June 30, 2011
If you use a task system a lot, like most MYN users do, one of the things I bet you hate are tasks that never get done—tasks that just sit on your list. If too many sit like that you tend to lose faith in your system—faith that it is working for you.
Well, much of the MYN system is designed to avoid that, and it does so well. But here is a new idea about another way to prevent the negative impact of those lingering tasks: put a question mark at the end of many of your task entries.
Why do that? Well, if you put a question mark after a task in your list, it changes the whole meaning of the task entry. It converts it from the implied statement “You should do this task” to a much softer question to yourself “Do I want to do this task?”
One reason we hate incomplete tasks is that they make us feel guilty, like we aren’t meeting our commitments.
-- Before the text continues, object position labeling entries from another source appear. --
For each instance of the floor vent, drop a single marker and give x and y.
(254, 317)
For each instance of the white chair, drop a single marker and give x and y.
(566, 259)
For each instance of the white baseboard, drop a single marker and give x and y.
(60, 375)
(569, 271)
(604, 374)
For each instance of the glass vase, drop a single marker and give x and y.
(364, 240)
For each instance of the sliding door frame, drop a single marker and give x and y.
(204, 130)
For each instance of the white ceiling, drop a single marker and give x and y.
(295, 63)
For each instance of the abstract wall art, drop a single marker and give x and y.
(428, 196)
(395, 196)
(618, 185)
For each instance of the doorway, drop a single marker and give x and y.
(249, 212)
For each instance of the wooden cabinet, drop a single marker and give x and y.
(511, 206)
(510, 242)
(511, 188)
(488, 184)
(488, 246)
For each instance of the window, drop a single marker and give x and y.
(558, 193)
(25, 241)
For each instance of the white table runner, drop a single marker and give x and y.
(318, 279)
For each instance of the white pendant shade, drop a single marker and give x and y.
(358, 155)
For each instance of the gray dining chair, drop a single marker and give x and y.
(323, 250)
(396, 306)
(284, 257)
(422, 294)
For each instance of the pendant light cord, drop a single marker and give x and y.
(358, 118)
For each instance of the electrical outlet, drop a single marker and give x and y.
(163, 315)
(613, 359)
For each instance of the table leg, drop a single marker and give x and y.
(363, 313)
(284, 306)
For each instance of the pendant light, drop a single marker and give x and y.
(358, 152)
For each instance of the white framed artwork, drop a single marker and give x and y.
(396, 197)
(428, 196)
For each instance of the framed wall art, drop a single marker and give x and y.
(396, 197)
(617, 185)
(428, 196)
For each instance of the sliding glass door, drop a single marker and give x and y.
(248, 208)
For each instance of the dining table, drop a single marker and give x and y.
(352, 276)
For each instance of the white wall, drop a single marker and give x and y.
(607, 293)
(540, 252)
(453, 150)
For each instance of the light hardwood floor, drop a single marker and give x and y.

But many of the tasks we write down were never intended to be full commitments; rather, they were merely ideas or aspirations we wrote down for later consideration. By putting a question mark on those tasks, you turn them into questions that you merely need to easily answer later. When you review it later, if the answer is no, you mark the task complete. You feel no guilt since you only committed to answering the question, not actually doing the task. It makes it easier to mark the task complete.
For example, I wrote a task a few days ago “Study recent Producteev announcement?” (Producteev is a new tasks app). It was a timely announcement, so I did not want to move it to the Over-the-Horizon section (low priority)—I merely wanted to consider doing it, and soon. So I left it high in my list and put a question mark after it. A few days later, when I saw that task again, I decided “No, I don’t really want to study this” and so I marked it complete; I had completed my task to decide on it, and moved on. No guilt.
I have written extensively about how many of us, when we write down our tasks, over-commit to those tasks and so never delete them, and so we allow our tasks list to get too big (see pages 77 & 78 of my book Master Your Workday Now for one such discussion). Well, putting question marks on tasks, as I described above, helps prevent that behavior—so I encourage you to give it a try.